As noted above, the processing machine used to implement embodiments may be a general-purpose computer. However, the processing machine described above may also utilize any of a wide variety of other technologies including a special purpose computer, a computer system including, for example, a microcomputer, mini-computer or mainframe, a programmed microprocessor, a micro-controller, a peripheral integrated circuit element, a CSIC (Customer Specific Integrated Circuit) or ASIC (Application Specific Integrated Circuit) or other integrated circuit, a logic circuit, a digital signal processor, a programmable logic device such as a FPGA (Field-Programmable Gate Array), PLD (Programmable Logic Device), PLA (Programmable Logic Array), or PAL (Programmable Array Logic), or any other device or arrangement of devices that is capable of implementing the steps of the processes disclosed herein.


The processing machine used to implement embodiments may utilize a suitable operating system.

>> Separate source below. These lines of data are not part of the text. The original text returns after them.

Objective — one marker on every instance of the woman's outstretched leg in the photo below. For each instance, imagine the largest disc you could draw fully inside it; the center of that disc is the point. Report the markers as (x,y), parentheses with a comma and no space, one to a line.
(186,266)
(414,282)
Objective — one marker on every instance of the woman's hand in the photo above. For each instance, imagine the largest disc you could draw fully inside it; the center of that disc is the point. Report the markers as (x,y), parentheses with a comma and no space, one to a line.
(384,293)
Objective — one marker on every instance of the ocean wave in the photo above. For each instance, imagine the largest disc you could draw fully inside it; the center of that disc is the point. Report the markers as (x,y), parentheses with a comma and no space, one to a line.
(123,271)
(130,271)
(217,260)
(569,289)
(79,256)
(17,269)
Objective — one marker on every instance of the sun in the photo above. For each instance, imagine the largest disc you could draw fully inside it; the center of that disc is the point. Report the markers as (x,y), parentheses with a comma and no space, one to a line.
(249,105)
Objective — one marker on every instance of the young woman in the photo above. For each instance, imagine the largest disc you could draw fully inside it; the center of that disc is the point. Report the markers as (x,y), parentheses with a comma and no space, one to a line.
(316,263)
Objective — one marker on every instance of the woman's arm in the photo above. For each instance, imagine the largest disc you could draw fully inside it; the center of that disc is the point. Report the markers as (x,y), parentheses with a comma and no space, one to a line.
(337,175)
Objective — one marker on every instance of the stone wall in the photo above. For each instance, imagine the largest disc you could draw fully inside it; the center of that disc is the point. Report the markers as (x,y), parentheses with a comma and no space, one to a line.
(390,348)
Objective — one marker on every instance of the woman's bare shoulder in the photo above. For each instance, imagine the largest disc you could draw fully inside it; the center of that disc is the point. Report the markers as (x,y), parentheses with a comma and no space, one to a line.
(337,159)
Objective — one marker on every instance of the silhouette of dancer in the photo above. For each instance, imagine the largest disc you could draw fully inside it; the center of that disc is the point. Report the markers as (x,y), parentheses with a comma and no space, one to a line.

It is appreciated that in order to practice the method of the embodiments as described above, it is not necessary that the processors and/or the memories of the processing machine be physically located in the same geographical place. That is, each of the processors and the memories used by the processing machine may be located in geographically distinct locations and connected so as to communicate in any suitable manner. Additionally, it is appreciated that each of the processor and/or the memory may be composed of different physical pieces of equipment. Accordingly, it is not necessary that the processor be one single piece of equipment in one location and that the memory be another single piece of equipment in another location. That is, it is contemplated that the processor may be two pieces of equipment in two different physical locations. The two distinct pieces of equipment may be connected in any suitable manner. Additionally, the memory may include two or more portions of memory in two or more physical locations.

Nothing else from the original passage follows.